Many Bolivians are still accustomed to taking tea at about 4 or 5 in the afternoon. At that time the salones de te are very full and busy. Because we usually indulge at tea time, dinner (usually a lighter meal than lunch) is usually served around 8 or 9 p.m. Most salones de té double as bakeries and vice versa, so if you're looking for a great place for tea and pastries, I've included tea houses under my section on bakeries. You'll see this in large cities such as La Paz, Cochabamba, and Santa Cruz, and in most small towns. One exception, however, is Tarija. Tarijeños haven't maintained the afternoon teatime tradition as much as in the rest of Bolivia.
There is really no such thing as “typical” Bolivian food. Flavors, spices and cooking styles vary greatly from one region to the next and have been greatly influenced by Spanish, European and North American cuisine. In the Andean region foods tend to be very hot and spicy. In the tropics where Santa Cruz is located, there is a strong Brazilian influence and many European and Asian restaurants, and because it is the nation’s cattle ranching area, many many steak-inspired meals. In addition, fruit and vegetables abound and are incorporated into most of the region’s cuisine, while western and central Bolivian recipes don't include as many.
The climate has also had a great influence on Bolivian food customs, what we eat, where we eat, and how often. Ice cream parlors are always brimming with locals and tourists alike in the hot tropical regions. In colder Western Bolivia it’s not uncommon to take tea in the late afternoon and eat dinner late at night (9 or 10 pm), while you'd probably want to enjoy an ice cream for dessert after lunch as it might be too chilly to do so as the afternoon cools.

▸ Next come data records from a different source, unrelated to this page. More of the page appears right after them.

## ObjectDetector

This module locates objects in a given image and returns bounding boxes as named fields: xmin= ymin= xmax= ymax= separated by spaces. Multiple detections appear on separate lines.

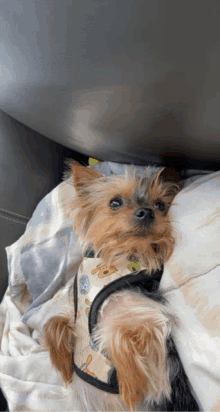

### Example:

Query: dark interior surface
xmin=0 ymin=0 xmax=220 ymax=170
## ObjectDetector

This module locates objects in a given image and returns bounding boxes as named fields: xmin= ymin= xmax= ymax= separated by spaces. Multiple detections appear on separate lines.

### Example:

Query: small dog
xmin=44 ymin=162 xmax=199 ymax=411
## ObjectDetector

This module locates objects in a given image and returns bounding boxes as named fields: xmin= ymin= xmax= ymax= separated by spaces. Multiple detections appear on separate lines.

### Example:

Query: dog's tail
xmin=158 ymin=338 xmax=200 ymax=412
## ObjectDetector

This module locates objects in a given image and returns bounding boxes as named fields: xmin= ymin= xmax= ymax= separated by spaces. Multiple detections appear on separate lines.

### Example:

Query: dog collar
xmin=73 ymin=252 xmax=163 ymax=394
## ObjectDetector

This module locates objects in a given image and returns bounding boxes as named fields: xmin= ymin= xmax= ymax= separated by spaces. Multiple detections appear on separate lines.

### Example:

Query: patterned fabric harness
xmin=73 ymin=250 xmax=163 ymax=394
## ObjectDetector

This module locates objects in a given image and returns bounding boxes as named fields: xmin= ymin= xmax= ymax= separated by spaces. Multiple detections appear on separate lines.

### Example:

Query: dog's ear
xmin=44 ymin=316 xmax=75 ymax=383
xmin=69 ymin=161 xmax=102 ymax=191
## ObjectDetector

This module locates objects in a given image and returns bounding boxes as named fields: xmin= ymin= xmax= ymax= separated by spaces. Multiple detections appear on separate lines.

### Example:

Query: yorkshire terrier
xmin=44 ymin=162 xmax=199 ymax=411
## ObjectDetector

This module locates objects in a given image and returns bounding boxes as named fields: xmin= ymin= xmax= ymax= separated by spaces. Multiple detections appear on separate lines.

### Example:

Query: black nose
xmin=134 ymin=207 xmax=155 ymax=224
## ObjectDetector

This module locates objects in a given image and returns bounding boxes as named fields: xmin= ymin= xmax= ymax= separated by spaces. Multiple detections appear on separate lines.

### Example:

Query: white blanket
xmin=0 ymin=162 xmax=220 ymax=411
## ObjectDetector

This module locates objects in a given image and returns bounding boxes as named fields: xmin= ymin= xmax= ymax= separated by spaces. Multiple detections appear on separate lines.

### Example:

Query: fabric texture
xmin=0 ymin=162 xmax=220 ymax=411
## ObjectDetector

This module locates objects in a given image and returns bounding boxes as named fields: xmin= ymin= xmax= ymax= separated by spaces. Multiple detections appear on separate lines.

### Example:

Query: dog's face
xmin=70 ymin=163 xmax=179 ymax=271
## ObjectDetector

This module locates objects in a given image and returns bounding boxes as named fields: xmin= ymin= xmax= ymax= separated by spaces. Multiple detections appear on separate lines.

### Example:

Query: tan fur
xmin=44 ymin=162 xmax=179 ymax=411
xmin=70 ymin=163 xmax=179 ymax=272
xmin=44 ymin=315 xmax=75 ymax=383
xmin=94 ymin=291 xmax=171 ymax=410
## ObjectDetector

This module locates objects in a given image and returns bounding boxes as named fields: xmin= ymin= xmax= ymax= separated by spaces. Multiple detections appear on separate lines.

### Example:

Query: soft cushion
xmin=0 ymin=162 xmax=220 ymax=411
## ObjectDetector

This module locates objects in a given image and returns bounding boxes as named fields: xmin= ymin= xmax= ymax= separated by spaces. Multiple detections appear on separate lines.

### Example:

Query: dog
xmin=44 ymin=162 xmax=199 ymax=411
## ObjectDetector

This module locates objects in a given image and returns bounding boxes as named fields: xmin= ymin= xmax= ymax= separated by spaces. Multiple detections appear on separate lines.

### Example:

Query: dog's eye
xmin=109 ymin=197 xmax=123 ymax=210
xmin=154 ymin=201 xmax=165 ymax=212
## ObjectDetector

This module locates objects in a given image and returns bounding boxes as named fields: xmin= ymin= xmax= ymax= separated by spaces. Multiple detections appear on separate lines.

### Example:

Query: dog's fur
xmin=44 ymin=162 xmax=198 ymax=411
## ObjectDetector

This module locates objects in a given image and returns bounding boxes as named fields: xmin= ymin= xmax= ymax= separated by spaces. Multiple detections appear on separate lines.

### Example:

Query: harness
xmin=73 ymin=250 xmax=163 ymax=394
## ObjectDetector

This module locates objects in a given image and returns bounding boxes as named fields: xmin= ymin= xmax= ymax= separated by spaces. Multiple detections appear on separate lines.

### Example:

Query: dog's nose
xmin=134 ymin=207 xmax=155 ymax=224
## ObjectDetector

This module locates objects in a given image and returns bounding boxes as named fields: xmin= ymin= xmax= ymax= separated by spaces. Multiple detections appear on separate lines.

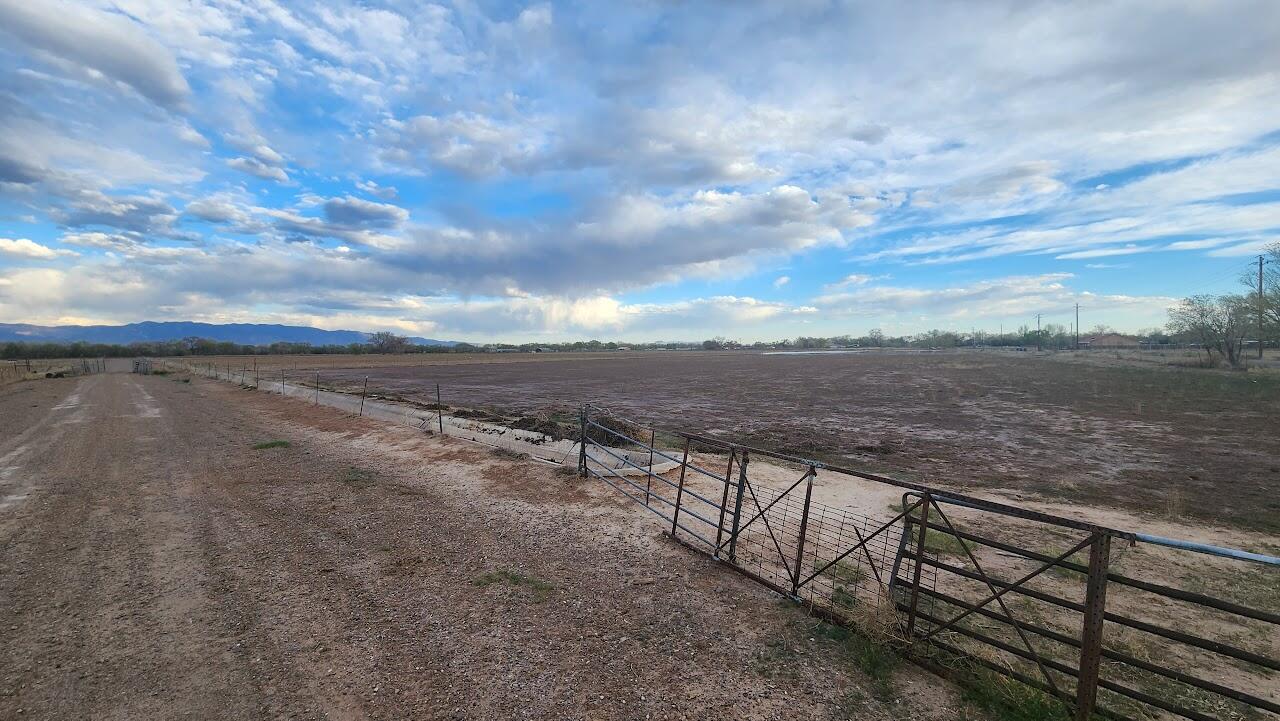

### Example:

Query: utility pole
xmin=1075 ymin=304 xmax=1080 ymax=351
xmin=1258 ymin=255 xmax=1266 ymax=360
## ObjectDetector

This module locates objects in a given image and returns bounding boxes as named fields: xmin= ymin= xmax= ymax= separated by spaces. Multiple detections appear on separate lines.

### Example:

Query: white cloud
xmin=0 ymin=0 xmax=191 ymax=109
xmin=1053 ymin=243 xmax=1151 ymax=260
xmin=0 ymin=238 xmax=76 ymax=260
xmin=227 ymin=158 xmax=289 ymax=183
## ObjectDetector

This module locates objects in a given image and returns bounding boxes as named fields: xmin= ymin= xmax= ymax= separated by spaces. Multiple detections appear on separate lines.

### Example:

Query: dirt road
xmin=0 ymin=374 xmax=970 ymax=718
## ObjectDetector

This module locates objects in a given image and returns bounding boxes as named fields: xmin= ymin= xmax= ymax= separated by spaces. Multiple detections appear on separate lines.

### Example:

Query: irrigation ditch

Because Bolivians still enjoy their siesta time (when businesses and stores close at midday anytime between 12 and 3) lunch is usually the largest meal of the day. No power lunches here! In the tropics, sometimes the heat takes your appetite away. The cities tend to be less busy midday when many people go home to rest and have lunch with their families. But at night, when it's cooler, they are bustling and busy. Dinner is when we socialize in the East! In the West, where nighttime is cool or cold, lunch is the main meal, unless you're dining out with friends.